Cass. pen. n. 1329/1993

In tema di convalida dell'arresto facoltativo in flagranza, il controllo che il giudice per le indagini preliminari è tenuto a compiere circa i presupposti richiesti dalla legge per la privazione dello status libertatis (gravità del fatto e personalità dell'arrestato) non può esorbitare da una verifica di ragionevolezza quanto all'operato della polizia giudiziaria alla quale è istituzionalmente attribuita una sfera discrezionale nell'apprezzamento dei presupposti stessi. Di conseguenza, al fine di consentire l'esercizio del potere di convalida è sufficiente che la polizia giudiziaria — cui non incombe il dovere di una specifica motivazione — ponga in condizione il giudice di verificare se l'atto, in relazione alle concrete circostanze di fatto quali si presentino alla polizia stessa, esprima una ragionevole valutazione dei presupposti indicati dall'art. 381 c.p.p. (Fattispecie in cui la corte ha annullato un provvedimento di diniego di convalida, in quanto il giudice per le indagini preliminari, valutando in astratto la gravità del fatto, si era sostituito alla polizia giudiziaria nel diretto apprezzamento dei presupposti oggettivi della facoltà di arresto).

Cass. pen. n. 1680/1993

Nel procedere all'arresto in flagranza la polizia giudiziaria è tenuta ad accertare la sussistenza dei presupposti e delle condizioni legittimanti la misura e, preliminarmente, sulla base dei criteri indicati dagli artt. 380 e 381 c.p.p., a verificare se trattasi di arresto obbligatorio o facoltativo.
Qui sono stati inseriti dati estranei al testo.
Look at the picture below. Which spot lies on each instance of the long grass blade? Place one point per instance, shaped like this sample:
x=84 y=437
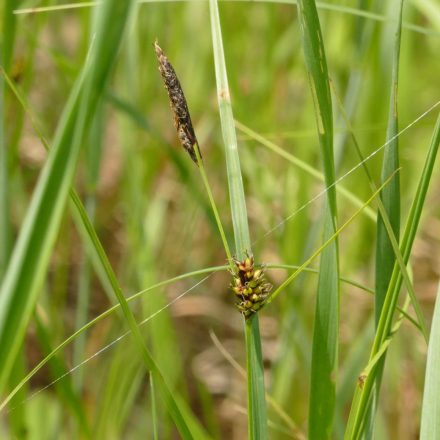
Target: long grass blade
x=257 y=413
x=6 y=47
x=363 y=393
x=390 y=199
x=325 y=335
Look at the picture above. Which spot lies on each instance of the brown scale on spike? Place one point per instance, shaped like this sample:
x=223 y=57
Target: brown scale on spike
x=250 y=287
x=182 y=118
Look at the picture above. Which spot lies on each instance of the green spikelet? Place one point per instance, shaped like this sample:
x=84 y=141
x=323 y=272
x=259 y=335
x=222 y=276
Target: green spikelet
x=250 y=287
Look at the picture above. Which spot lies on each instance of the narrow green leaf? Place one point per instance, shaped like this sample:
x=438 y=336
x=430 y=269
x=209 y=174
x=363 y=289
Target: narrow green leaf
x=325 y=334
x=430 y=423
x=6 y=46
x=30 y=257
x=363 y=394
x=390 y=198
x=257 y=413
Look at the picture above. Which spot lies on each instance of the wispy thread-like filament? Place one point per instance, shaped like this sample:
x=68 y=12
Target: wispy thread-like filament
x=182 y=118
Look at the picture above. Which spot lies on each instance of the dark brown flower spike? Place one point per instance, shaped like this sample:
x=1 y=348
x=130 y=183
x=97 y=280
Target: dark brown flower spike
x=182 y=118
x=250 y=287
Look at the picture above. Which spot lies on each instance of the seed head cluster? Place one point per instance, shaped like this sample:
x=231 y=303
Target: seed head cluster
x=250 y=287
x=182 y=118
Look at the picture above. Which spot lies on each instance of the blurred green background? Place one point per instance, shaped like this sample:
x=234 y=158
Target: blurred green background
x=154 y=219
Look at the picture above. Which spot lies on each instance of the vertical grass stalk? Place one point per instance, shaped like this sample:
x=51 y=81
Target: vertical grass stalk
x=257 y=413
x=325 y=334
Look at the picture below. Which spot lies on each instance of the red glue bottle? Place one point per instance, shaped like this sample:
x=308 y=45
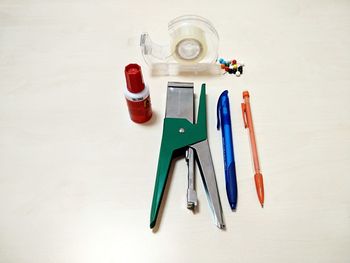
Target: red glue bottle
x=137 y=94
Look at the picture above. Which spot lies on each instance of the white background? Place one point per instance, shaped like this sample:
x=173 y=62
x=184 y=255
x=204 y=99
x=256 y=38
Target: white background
x=77 y=176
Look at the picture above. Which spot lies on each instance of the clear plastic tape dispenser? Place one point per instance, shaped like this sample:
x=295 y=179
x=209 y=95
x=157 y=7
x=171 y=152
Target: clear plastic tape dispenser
x=193 y=48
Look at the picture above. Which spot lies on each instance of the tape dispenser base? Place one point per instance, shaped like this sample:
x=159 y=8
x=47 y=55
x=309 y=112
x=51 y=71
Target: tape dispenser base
x=193 y=48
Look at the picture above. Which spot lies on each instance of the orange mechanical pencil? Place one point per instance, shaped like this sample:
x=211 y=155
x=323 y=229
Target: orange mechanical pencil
x=248 y=123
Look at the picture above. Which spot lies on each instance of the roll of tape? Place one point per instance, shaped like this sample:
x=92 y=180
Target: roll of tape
x=188 y=44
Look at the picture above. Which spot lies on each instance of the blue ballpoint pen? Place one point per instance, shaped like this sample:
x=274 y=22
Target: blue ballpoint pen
x=224 y=118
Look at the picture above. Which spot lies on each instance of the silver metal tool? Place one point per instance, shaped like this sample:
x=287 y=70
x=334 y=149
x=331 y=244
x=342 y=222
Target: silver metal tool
x=180 y=104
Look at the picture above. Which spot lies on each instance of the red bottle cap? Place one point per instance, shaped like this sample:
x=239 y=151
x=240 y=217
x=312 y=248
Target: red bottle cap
x=134 y=80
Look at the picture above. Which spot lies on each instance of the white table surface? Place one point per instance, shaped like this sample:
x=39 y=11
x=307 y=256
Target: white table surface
x=77 y=176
Di tale accertamento e della relativa scelta la polizia giudiziaria deve dare puntuale contezza, pur senza procedere ad esporre le motivazioni della scelta effettuata. Sicché è sufficiente l'esposizione degli elementi dai quali i predetti parametri sono stati desunti, così da consentire al giudice, in sede di convalida, di effettuare la verifica di legittimità. Il tutto secondo quanto si desume dal disposto degli artt. 389, secondo comma (che prevede la liberazione dell'arrestato quando risulta evidente che l'arresto è stato eseguito fuori dei casi previsti dalla legge), e 385 c.p.p. (che impone il divieto di arresto in presenza di determinate circostanze di non punibilità accertabili dalla stessa polizia giudiziaria).

Cass. pen. n. 2995/1993

In materia di reati concernenti le sostanze stupefacenti, il fatto di lieve entità di cui all'art. 73, quinto comma, del D.P.R. 9 ottobre 1990, n. 309, non configura un'ipotesi autonoma di reato ma una circostanza attenuante ad effetto speciale, in quanto gli elementi oggettivi considerati dalla norma si aggiungono alle fattispecie incriminatrici descritte nello stesso art. 73 senza modificarne la struttura ed incidono unicamente sulla gravità dei reati e sulla misura della pena. Il tutto secondo la prescrizione dell'art. 380, secondo comma, lett. h), c.p.p., quale sostituito dall'art. 2 del D.L. 8 agosto 1991, n. 247, convertito dalla L. 5 ottobre 1991, n. 314, con modificazioni, che definisce come «circostanza» la fattispecie prevista dal quinto comma dell'art. 73 del D.P.R. n. 309 del 1990. Di conseguenza, ove concorrano fra loro circostanze di segno opposto, la circostanza attenuante di cui all'ora ricordato art. 73, quinto comma, è soggetta al giudizio di comparazione secondo il disposto dell'art. 69 c.p.

Cass. pen. n. 1555/1991

L'art. 381, ultimo comma del nuovo codice di procedura penale, con lo stabilire che, in caso di reato per cui è previsto l'arresto facoltativo in flagranza, si procede all'arresto soltanto se la misura è giustificata dalla gravità del fatto ovvero dalla pericolosità del soggetto desunta dalla sua personalità e dalle circostanze del fatto, non impone alla polizia giudiziaria il dovere di indicare le ragioni che determinano la scelta, essendo sufficiente che l'autorità giudiziaria venga posta in grado di verificare dall'integrale contesto descrittivo che procede o segue la coercizione ovvero da atti ad esso complementari le ragioni che hanno determinato l'arresto e, quindi, l'osservanza dei parametri indicati da detta disposizione. Il tutto, del resto, conformemente alla natura non di provvedimento ma di atto materiale che contrassegna l'operazione della polizia giudiziaria.